AWS Subnet: Subnets are logical division of VPC for different purposes. Subnets are specific to individual availability zones.
Following are the high level steps for deploying NAM in AWS for a high availability and fault tolerance:
- Select the region for NAM deployments.
- Create Access Manager VPC with a specific CIDR block
- Design and create the required subsets for Access Manager components
- Deploy the NAM components in the respective subsets
The above steps are illustrated in details in the following sections
 Select the region for NAM deployments.
Log in to AWS console. Choose the region list to the right of your account information on the navigation bar
For the purpose of this solution, we have selected the US East (Ohio) region. All the AWS services will be deployed in this region.
 Create Access Manager VPC with a specific CIDR block:
- Login to AWS console.
- In the services search and click the VPC service. Click on Your VPC from the side panel. For the first time you will see only the default VPCin the list of VPCs.
- Click Create VPC.
- In the Create VPC dialog box, provide the Name tag, IPv4 CIDR block for the new VPC as below and click Yes,Create.
With this you will have new VPC as below in the list of VPCs.
 Designing and creating the required subnets for Access Manager components:
We can leverage the different availability zones available in the AWS region for NAM deployment by dividing the VPC in to different subnets.
For security best practice it is recommended to place NAM components in two high level subnets -
- nam-public-subnet : Internet routable subnet and also the devices can be accessed form the internet with a public IP address. Access Manger Identity Servers, Access Manager Access Gateways can be deployed in this subnet
- nam-private-subnet - Internet routable subnet but the access to the subnet from the internet is restricted by using NAT gateway.
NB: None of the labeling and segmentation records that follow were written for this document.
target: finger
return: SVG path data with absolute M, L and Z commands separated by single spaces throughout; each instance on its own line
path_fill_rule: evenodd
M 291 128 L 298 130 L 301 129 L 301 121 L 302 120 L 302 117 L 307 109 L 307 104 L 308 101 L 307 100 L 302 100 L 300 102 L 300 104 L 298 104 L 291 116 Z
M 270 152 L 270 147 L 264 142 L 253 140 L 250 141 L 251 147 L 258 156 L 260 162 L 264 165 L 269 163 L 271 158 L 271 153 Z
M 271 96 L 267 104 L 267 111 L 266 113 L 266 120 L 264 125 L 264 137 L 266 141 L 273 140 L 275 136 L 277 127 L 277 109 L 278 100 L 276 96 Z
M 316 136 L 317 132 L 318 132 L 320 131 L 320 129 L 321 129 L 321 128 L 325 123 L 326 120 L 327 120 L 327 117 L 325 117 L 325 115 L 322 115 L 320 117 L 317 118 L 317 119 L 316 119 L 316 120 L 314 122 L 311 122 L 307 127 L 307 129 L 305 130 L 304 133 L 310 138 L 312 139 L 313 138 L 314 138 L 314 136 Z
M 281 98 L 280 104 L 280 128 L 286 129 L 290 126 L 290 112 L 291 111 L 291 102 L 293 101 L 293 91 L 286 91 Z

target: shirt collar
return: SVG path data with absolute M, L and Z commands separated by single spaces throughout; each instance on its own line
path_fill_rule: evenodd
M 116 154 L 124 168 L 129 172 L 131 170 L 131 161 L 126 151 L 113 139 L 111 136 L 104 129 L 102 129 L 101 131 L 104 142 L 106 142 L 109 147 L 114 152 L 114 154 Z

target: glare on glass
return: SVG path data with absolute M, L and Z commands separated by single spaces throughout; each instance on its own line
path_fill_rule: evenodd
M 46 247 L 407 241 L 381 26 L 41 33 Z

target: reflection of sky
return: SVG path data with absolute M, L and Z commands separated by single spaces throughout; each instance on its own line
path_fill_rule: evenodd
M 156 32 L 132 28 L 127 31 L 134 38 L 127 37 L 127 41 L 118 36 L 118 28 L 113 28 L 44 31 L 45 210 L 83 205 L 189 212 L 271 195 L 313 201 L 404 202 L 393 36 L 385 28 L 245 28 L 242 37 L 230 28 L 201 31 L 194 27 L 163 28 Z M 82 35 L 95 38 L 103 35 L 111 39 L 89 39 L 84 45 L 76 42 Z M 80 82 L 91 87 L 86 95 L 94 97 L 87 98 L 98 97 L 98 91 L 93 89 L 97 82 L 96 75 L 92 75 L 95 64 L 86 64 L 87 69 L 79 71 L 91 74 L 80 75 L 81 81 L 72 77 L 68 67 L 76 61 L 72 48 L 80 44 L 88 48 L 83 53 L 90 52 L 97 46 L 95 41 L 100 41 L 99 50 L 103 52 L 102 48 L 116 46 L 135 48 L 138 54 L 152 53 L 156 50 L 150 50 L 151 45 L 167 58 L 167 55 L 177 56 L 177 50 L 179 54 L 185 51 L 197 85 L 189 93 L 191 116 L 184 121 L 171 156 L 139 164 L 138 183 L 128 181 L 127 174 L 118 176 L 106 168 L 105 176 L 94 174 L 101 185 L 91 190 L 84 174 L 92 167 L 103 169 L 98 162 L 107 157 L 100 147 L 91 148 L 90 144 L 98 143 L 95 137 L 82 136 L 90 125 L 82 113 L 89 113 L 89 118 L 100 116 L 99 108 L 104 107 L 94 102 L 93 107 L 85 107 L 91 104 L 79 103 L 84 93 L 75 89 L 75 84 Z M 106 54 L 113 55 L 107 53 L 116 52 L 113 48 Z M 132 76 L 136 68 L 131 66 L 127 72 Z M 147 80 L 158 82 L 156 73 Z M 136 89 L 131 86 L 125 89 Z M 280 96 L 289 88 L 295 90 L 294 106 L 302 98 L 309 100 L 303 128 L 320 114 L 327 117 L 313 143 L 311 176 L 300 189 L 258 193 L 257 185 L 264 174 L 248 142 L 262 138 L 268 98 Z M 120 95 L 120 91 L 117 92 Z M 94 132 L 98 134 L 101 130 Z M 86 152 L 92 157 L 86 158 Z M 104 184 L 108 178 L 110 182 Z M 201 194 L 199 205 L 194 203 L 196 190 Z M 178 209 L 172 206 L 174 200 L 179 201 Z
Access Manager Admin Console, LDAP user stores, back-end web-servers are need to be deployed in this subnet.
Note: The subnets in AWS spans only with in the AWS availability zone, so we have to create independent subnets per nam device types and per availability zone.
For the example in this solution, we need to create total six subnets - three for nam-public-subnets and three for nam-private-subnets for each of the three availability zones of Ohio region.
Steps to create subnet in AWS:
- Open the AWS VPC console
- In the navigation pane, choose Subnets -> Create subnet
- Provide the Name tag, select the VPC (nam-vpc), Availability zone, and IPv4 CIDR block as shown in the below figure.
- Repeat the subnet creation for all the identified subnets in all the available zones
- With this we will be having the subnet layout as below.
 Deploy the NAM components in the respective subsets:
Now the Access Manger components can be deployed in different availability zones and the respective subnets as shown in the following diagram. For detailed steps on individual Access Manager components installation in AWS please refer to the Access Manger install guide.
In the above diagram
- IDP1, IDP2, IDP3 - represents the different Identity Server instances.
- MAG1, MAG2, MAG3 - represents the different Access Gateway instances.
- AC1, AC2, AC3 - represents the different Administration Console instances.
- LDAP1, LDAP2, LDAP3 - represents the different LDAP user store instances.
- WEB1, WEB2, WEB3 - represents the different web-server instances.
High Availability and Fault tolerance scenarios:
Scenario 1: Individual Access Manager or any other associated components failures.
Any individual NAM components failure ( IDP1, AC2, MAG2 and LDAP2 in the above examples) are handled be the other active instances in the same or other availability zones.
Scenario 2: The Availability zone failure.
In case of the entire availability zone failure ( us-east-2b in the above example ) are handle by active nodes in the other active availability zones.
Conclusion: While deploying NetIQ Access Manager in public cloud, we can leverage the available infrastructure components of the cloud ( for example VPC, Availability zone and subnets in case AWS ).With this we can achieve high availability and fault tolerance for Access Manager services. This solution demonstrates one such example on AWS.